Pick up any good commercial surround sound system and you’re likely to hear sounds from all around you.
Add to that a large-screen TV and all you need is popcorn and dimmed lights et voila – a theatre-like experience.
Like. Not actual.
Home theatres? Now that’s giving the Imaxes, the Inoxes and the other bad boys of cinematic experience a run for their setups.
For starters there’s the acoustics – the ability for the sound to reach you perfectly. If you have a room which is highly reflective then you’ll experience reverberation or echo depending on the size of the room. Sound on its own gets reflected and absorbed by everything around you. The walls, the paint on the walls, the furniture... you get the drift.
Which is why when you hear sound in a regular setting you are treated to reverberation – where the sound comes to you with a little drag in it – hellooooooo. If the room is extremely spacious you're probably going to hear the 1/10th of a second gap. That's echo – hello hello hello.
To arrest these issues, home theatre companies like Goa-based Sygnus Technologies spend attention to detail in creating the acoustics of your room.
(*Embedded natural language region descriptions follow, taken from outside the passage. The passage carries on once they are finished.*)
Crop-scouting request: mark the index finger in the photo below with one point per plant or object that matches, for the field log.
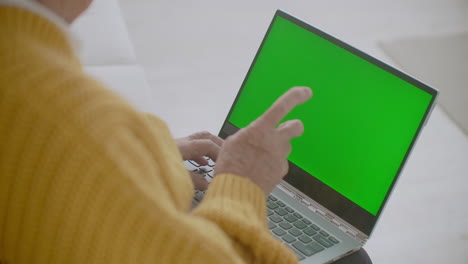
(283, 105)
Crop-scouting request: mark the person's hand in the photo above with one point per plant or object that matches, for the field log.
(259, 151)
(195, 147)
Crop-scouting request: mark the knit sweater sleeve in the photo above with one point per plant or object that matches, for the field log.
(85, 178)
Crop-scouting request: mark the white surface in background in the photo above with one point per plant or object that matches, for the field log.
(103, 35)
(442, 62)
(128, 81)
(196, 54)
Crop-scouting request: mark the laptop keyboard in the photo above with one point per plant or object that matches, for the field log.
(303, 236)
(300, 234)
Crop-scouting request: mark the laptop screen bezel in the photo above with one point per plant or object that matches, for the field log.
(317, 190)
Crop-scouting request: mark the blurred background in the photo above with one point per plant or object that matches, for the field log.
(195, 54)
Siddhant Amonkar of Sygnus Technologies was a crazy movie buff who spent the weekends as an engineering student catching the overnight train to Mumbai from Ratnagiri, alone, watching a movie at India's first Imax theatre at Wadala, getting back on the train and to his hostel.
Then he’s had that rare experience of being raised with music playing around him 24x7 thanks to his parents. He’s dabbled in speakers and amplifiers, so home theatre setups were the inevitable next step.
So when a home theatre project comes to Sygnus, Siddhant focuses mainly on the acoustics.
Layers and layers of material go into making the walls of the room absolutely right for a home theatre setup.
There’s wood, glass wool, foam, felt and all types of other material that enable the sound to be absorbed and reflected just right.
For instance wood is great for base sounds.
So it’s not just the sub-woofer you’ve invested in, it’s the layers of reflector-enabled walls you have in your setup which will decide that the boom you hear is exactly what the director of the movie or music score intended.
There’s more.
The furniture and the distance your furniture is placed from the screen/s and speakers are deliberate.
Sound travels through waves and waves just like those in the ocean have crests and troughs. You don’t want to be sitting in a trough, you won’t hear the sounds as someone sitting in a crest will.
That’s where calibration of the Audio-Visual Receiver (AVR) comes in. To ensure that what the director had in mind for his movie or music is what you are getting to the T.
It also ensures that you have a positive experience, not a disturbing one. Because sounds, poorly calibrated, can affect you physically.
So yes, you can create your theatre-like experience or actually have a theatre at home.
The difference is in the one you hire to do this for you.